It’s been a long time since I’ve experienced death. You forget the heartache involved until it happens again.
For my kids, this is their first real taste of it. They were so young when my other dogs passed.
While I am still surrounded by three cats and two dogs, there is something missing. It’s as if the family is not complete with my other cat gone.
I am finding it really hard to do anything right now…
I know time will heal, as it did the past.
Yet, I find that uncomforting at the moment.
Time heals because you move on and forget. I don’t want to forget…
Life sucks right now. I find no comfort in the Bible, God, or even my other animals.
So I find myself sitting, waiting, hoping, and praying
For time to heal.
And this sucks.
Today, my cat died in my daughter’s arms. She had renal disease, as I posted HERE
My house is too quiet. My heart is too wounded. You love so much, and it hurts so much. Yet life goes on when you don’t want it to. In sum, life sucks at these moments.
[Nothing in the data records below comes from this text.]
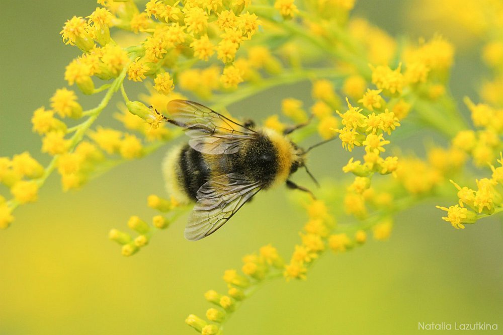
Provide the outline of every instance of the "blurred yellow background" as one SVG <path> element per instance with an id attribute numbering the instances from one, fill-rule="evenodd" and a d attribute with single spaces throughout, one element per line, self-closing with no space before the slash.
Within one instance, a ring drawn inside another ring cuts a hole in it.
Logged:
<path id="1" fill-rule="evenodd" d="M 404 3 L 362 1 L 355 15 L 415 39 L 422 25 L 411 23 Z M 47 163 L 31 132 L 32 113 L 48 107 L 54 90 L 65 86 L 64 67 L 78 53 L 61 42 L 61 27 L 96 6 L 91 0 L 2 2 L 0 156 L 28 150 Z M 456 55 L 453 88 L 459 101 L 475 96 L 480 82 L 479 47 L 465 46 Z M 257 110 L 278 110 L 287 94 L 307 99 L 306 87 L 268 92 L 230 111 L 260 120 Z M 79 101 L 86 109 L 97 98 Z M 117 124 L 114 106 L 101 124 Z M 407 145 L 423 144 L 420 137 Z M 310 166 L 317 177 L 342 175 L 349 156 L 340 147 L 334 142 L 313 151 Z M 0 231 L 0 334 L 195 333 L 184 319 L 204 315 L 210 305 L 203 293 L 224 290 L 224 270 L 240 267 L 242 256 L 269 243 L 285 258 L 291 253 L 304 218 L 287 201 L 289 191 L 279 188 L 259 195 L 210 238 L 186 240 L 184 217 L 137 255 L 121 256 L 108 231 L 126 229 L 131 215 L 154 215 L 146 199 L 164 194 L 160 165 L 167 149 L 120 165 L 78 192 L 63 194 L 53 176 L 39 201 L 15 212 L 11 227 Z M 297 175 L 294 180 L 310 185 L 305 174 Z M 493 218 L 456 230 L 441 220 L 437 202 L 401 213 L 387 241 L 323 257 L 306 281 L 264 285 L 232 316 L 225 333 L 409 334 L 422 332 L 420 322 L 503 328 L 500 223 Z"/>

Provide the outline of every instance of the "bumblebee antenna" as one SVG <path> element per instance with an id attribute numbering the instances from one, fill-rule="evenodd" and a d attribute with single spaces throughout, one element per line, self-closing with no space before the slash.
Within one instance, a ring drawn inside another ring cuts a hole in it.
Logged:
<path id="1" fill-rule="evenodd" d="M 311 145 L 309 147 L 307 148 L 307 150 L 306 150 L 306 152 L 309 152 L 309 151 L 311 149 L 314 149 L 316 147 L 319 146 L 321 144 L 324 144 L 325 143 L 328 143 L 328 142 L 330 142 L 331 141 L 333 141 L 333 140 L 336 139 L 336 138 L 334 137 L 332 137 L 331 138 L 329 138 L 327 140 L 325 140 L 324 141 L 321 141 L 319 143 L 317 143 L 316 144 L 314 144 L 314 145 Z"/>
<path id="2" fill-rule="evenodd" d="M 306 166 L 306 165 L 304 165 L 304 168 L 306 169 L 306 172 L 307 173 L 307 174 L 309 175 L 309 177 L 311 177 L 311 179 L 313 180 L 313 182 L 314 182 L 314 184 L 316 184 L 316 187 L 319 188 L 319 183 L 318 182 L 318 181 L 316 180 L 316 178 L 314 178 L 314 176 L 313 176 L 312 174 L 311 174 L 311 172 L 309 171 L 309 170 L 307 169 L 307 166 Z"/>

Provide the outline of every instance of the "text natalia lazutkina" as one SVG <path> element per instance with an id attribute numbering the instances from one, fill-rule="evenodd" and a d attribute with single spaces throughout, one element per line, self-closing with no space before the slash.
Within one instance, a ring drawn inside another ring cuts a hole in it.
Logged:
<path id="1" fill-rule="evenodd" d="M 474 323 L 418 322 L 417 329 L 420 330 L 497 330 L 498 324 L 485 322 Z"/>

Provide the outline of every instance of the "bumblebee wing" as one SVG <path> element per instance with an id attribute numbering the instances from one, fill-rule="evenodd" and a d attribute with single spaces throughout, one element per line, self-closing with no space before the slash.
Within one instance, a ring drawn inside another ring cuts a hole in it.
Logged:
<path id="1" fill-rule="evenodd" d="M 243 141 L 255 139 L 257 133 L 202 105 L 187 100 L 172 100 L 169 121 L 181 127 L 192 137 L 189 145 L 210 154 L 235 153 Z"/>
<path id="2" fill-rule="evenodd" d="M 189 216 L 185 238 L 196 241 L 215 232 L 262 189 L 260 182 L 252 183 L 238 173 L 205 183 L 197 191 L 198 202 Z"/>

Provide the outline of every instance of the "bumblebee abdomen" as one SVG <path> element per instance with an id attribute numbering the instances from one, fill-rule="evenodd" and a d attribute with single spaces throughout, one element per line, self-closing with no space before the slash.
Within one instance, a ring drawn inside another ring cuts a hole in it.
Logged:
<path id="1" fill-rule="evenodd" d="M 260 136 L 257 140 L 248 141 L 236 154 L 234 170 L 252 182 L 260 182 L 267 188 L 276 178 L 278 156 L 277 148 L 271 140 Z"/>

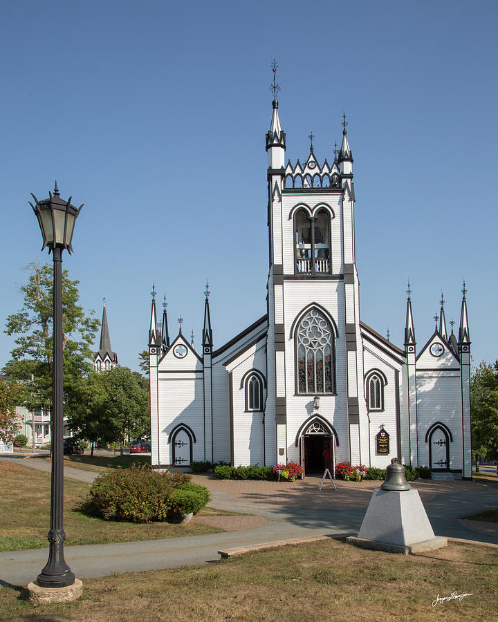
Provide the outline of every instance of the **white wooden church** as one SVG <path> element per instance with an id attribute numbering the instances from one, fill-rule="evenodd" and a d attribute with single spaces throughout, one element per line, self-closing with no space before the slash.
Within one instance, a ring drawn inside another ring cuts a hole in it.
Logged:
<path id="1" fill-rule="evenodd" d="M 345 120 L 331 165 L 313 144 L 306 161 L 293 165 L 276 97 L 273 105 L 266 312 L 215 348 L 206 289 L 197 351 L 181 324 L 170 342 L 165 305 L 159 327 L 153 290 L 152 464 L 293 461 L 306 475 L 342 461 L 385 467 L 398 457 L 445 478 L 470 478 L 465 284 L 458 339 L 452 327 L 447 332 L 441 297 L 439 327 L 417 348 L 409 286 L 404 348 L 362 322 Z"/>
WHAT I MISS ABOUT MY KITTY
- I miss her meowing for milk every time I opened the fridge door.
- I miss her meowing for food.
- I miss her laying on plastic bags, cardboard boxes, clothes, and whatever else was on the floor.
- I miss her purring on my lap.
- I miss petting her.
- I miss having to worry about putting food up because she would jump up and eat it.
- I miss her curiosity.
- I miss her darting out an open door every time one opened.
- I miss finding her on the front porch at 3 am cause she darted out and got left.
- I miss her catching our mice.
- I miss her sitting outside on the back patio.
- I miss her helping me roll out.
- I miss her helping me do handstands.
- I miss her helping me workout.
- I miss her. Period.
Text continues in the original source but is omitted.